Thank you Cheryl! Thanks for brining bubbles--we tried......
Yes Beamer does have competition!ound:ound:


----------



## Cheryl (Mar 17, 2007)

Here are my contributions, but let me tell you that I was so excited to have Sally here with her camera. My tiny digital always gets the picture after the picture I was trying to get.


----------



## Cheryl (Mar 17, 2007)

And then there is this picture of Brutus checking out what is being served for drinks. This is after he has already eaten Catherine's sandwich.:frusty:


----------



## mintchip (Apr 19, 2007)

Hey Mom who says I don't like cameras :biggrin1:


----------



## mintchip (Apr 19, 2007)

:whoo: Party time :whoo:


----------



## mintchip (Apr 19, 2007)

Oliver kept guard on his favorite ound:ound:


----------



## Cheryl (Mar 17, 2007)

Sally, that is funny. The picture that I tried to get of him whas when he was actually eying up the bottle. And we thought thae growl was when another dog came new "his" water. 

Sally, you are an awesome photographer. It was great to meet you again. And this was the first time I got to meet your adorable dogs.


----------



## Jill in Mich (Feb 24, 2008)

:biggrin1::biggrin1::whoo:

Keep 'em comin' Sally. These are great.

Amanda, I frequently think of Bella when I'm watching my Tess. I wish we could get the two of them together - but we'd have to find a throne big enough. (The picture of her is wonderful - what a cute little face!)

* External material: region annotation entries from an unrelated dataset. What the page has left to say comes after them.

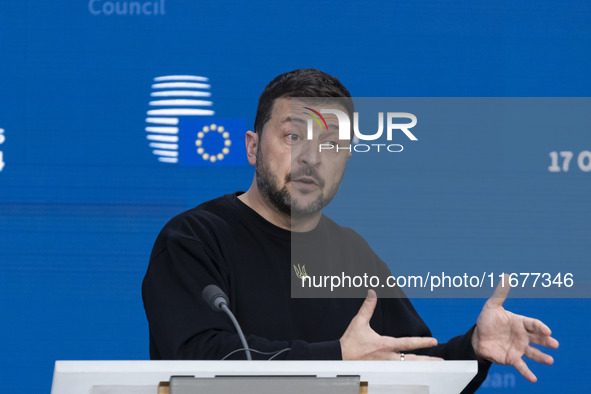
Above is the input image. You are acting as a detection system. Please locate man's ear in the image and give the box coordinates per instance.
[244,131,259,166]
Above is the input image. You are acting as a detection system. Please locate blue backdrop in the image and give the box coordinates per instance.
[0,0,591,393]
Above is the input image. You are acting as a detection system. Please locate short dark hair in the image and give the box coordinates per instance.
[254,68,353,135]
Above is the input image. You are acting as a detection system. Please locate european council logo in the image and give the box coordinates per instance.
[146,75,248,166]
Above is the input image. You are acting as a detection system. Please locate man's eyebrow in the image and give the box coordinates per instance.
[281,116,306,125]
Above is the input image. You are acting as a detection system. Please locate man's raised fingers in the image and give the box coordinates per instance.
[387,337,437,352]
[529,334,558,349]
[357,290,378,323]
[523,317,552,335]
[513,358,538,383]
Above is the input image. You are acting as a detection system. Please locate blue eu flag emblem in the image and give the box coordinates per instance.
[178,116,248,166]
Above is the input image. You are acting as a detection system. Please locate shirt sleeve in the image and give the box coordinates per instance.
[142,234,342,360]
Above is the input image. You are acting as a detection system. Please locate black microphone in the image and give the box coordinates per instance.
[201,285,252,360]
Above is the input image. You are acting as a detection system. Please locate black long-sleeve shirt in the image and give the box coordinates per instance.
[142,193,489,389]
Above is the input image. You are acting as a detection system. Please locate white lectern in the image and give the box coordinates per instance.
[51,360,478,394]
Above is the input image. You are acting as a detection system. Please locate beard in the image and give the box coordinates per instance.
[255,149,340,217]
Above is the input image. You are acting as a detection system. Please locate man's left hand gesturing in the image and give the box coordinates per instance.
[472,274,558,383]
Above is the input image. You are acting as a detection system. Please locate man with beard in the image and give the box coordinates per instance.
[142,69,558,392]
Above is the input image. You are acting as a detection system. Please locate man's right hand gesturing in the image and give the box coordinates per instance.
[340,290,442,360]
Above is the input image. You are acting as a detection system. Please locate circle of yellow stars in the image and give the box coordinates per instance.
[195,123,232,163]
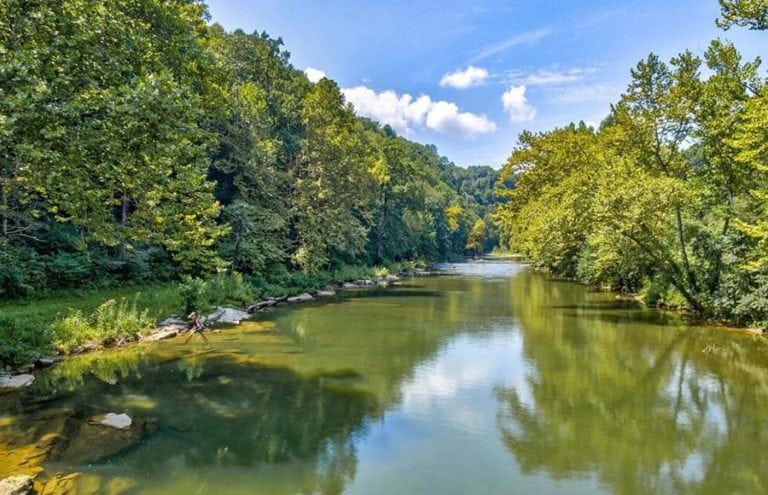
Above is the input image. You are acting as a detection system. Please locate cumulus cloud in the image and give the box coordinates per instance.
[304,67,326,83]
[470,29,550,62]
[440,65,488,89]
[501,84,537,122]
[342,86,496,136]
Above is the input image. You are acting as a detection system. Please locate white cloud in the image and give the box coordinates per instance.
[501,84,537,122]
[440,65,488,89]
[510,67,596,86]
[470,29,550,62]
[304,67,326,83]
[342,86,496,136]
[556,83,621,103]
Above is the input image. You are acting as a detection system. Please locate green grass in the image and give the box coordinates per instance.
[0,284,183,329]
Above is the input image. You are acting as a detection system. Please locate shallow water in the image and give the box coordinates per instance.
[0,263,768,495]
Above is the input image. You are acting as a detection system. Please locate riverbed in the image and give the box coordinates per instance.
[0,262,768,495]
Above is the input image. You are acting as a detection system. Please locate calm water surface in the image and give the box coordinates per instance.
[0,263,768,495]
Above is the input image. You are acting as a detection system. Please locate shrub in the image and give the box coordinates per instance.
[206,272,257,306]
[0,315,51,367]
[179,276,208,315]
[52,299,154,352]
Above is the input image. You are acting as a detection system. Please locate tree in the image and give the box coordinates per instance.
[717,0,768,30]
[291,79,372,273]
[466,218,486,256]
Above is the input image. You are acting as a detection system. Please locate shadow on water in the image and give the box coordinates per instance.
[496,270,768,495]
[0,353,381,493]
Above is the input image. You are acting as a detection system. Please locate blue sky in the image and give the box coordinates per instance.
[208,0,768,167]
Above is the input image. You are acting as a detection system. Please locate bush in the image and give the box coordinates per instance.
[331,265,376,282]
[179,276,208,315]
[0,315,51,368]
[207,272,258,306]
[52,299,155,352]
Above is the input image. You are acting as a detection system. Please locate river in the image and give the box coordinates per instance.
[0,262,768,495]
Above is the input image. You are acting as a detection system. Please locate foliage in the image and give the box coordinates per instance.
[52,299,155,353]
[179,276,208,315]
[494,21,768,324]
[0,315,51,370]
[717,0,768,30]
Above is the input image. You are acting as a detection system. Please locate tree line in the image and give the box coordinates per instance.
[0,0,498,298]
[496,0,768,325]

Cheryl, I love the picture of Brutus making sure the drinks are iced properly and Sally, Oliver protecting the wine is too funny. I get the feeling the dogs didn't trust the capabilities of you humans too much!


----------



## mintchip (Apr 19, 2007)

Cheryl said:


> Sally, that is funny. The picture that I tried to get of him whas when he was actually eying up the bottle. And we thought thae growl was when another dog came new "his" water.
> 
> Sally, you are an awesome photographer. It was great to meet you again. And this was the first time I got to meet your adorable dogs.


Thank you! Looking forward to more playdates.
I told you he always tries to save things for me :biggrin1: The only time he and Comet "fight" is when Comet won't give things to me.(such as in a tug of war game) :suspicious:


----------



## MaddiesMom (Apr 1, 2007)

First of all, a BIG thank you to Catherine for hosting our larger than normal playdate on short notice! It was so wonderful for us to see Amanda on her trip up north. Plus it was great seeing some new faces and having more Havs to romp.

I don't have a fancy camera, but here are my photo contributions: The first is a group picture of just some of the Havs, the second picture is of Catherine's beautiful Mother, the third is of Miss Belle, and the 4th is of BFFs Maddie and Salsa sharing some gossip while Comet looks on.


----------



## MaddiesMom (Apr 1, 2007)

Here are a few more.... The first is smiling Dora, the second is sweet Roxie, and the last is Maddie how I like her....good and tired! Did anyone get a good picture of fabulous Mousse? Or were we too busy admiring him!


----------



## Lina (Apr 26, 2007)

What a fun day!!! I wish I could have been there. Great pics everyone!!!


----------



## Kathy (Nov 9, 2006)

Looks like everyone had a lot of fun, but then what else would happen when wonderful dogs and great people all get together? <grin> Love seeing all the great pictures, thank you everyone for sharing them with us.


----------



## Cheryl (Mar 17, 2007)

In the pics with Catherine's Mom, did anyone notice who was sitting with her in the shade? Just our dogs!!--Not us!


----------



## mckennasedona (Feb 20, 2007)

Great pictures everyone. Thank you for sharing them. It's almost like being there.


----------



## MaddiesMom (Apr 1, 2007)

Cheryl said:


> In the pics with Catherine's Mom, did anyone notice who was sitting with her in the shade? Just our dogs!!--Not us!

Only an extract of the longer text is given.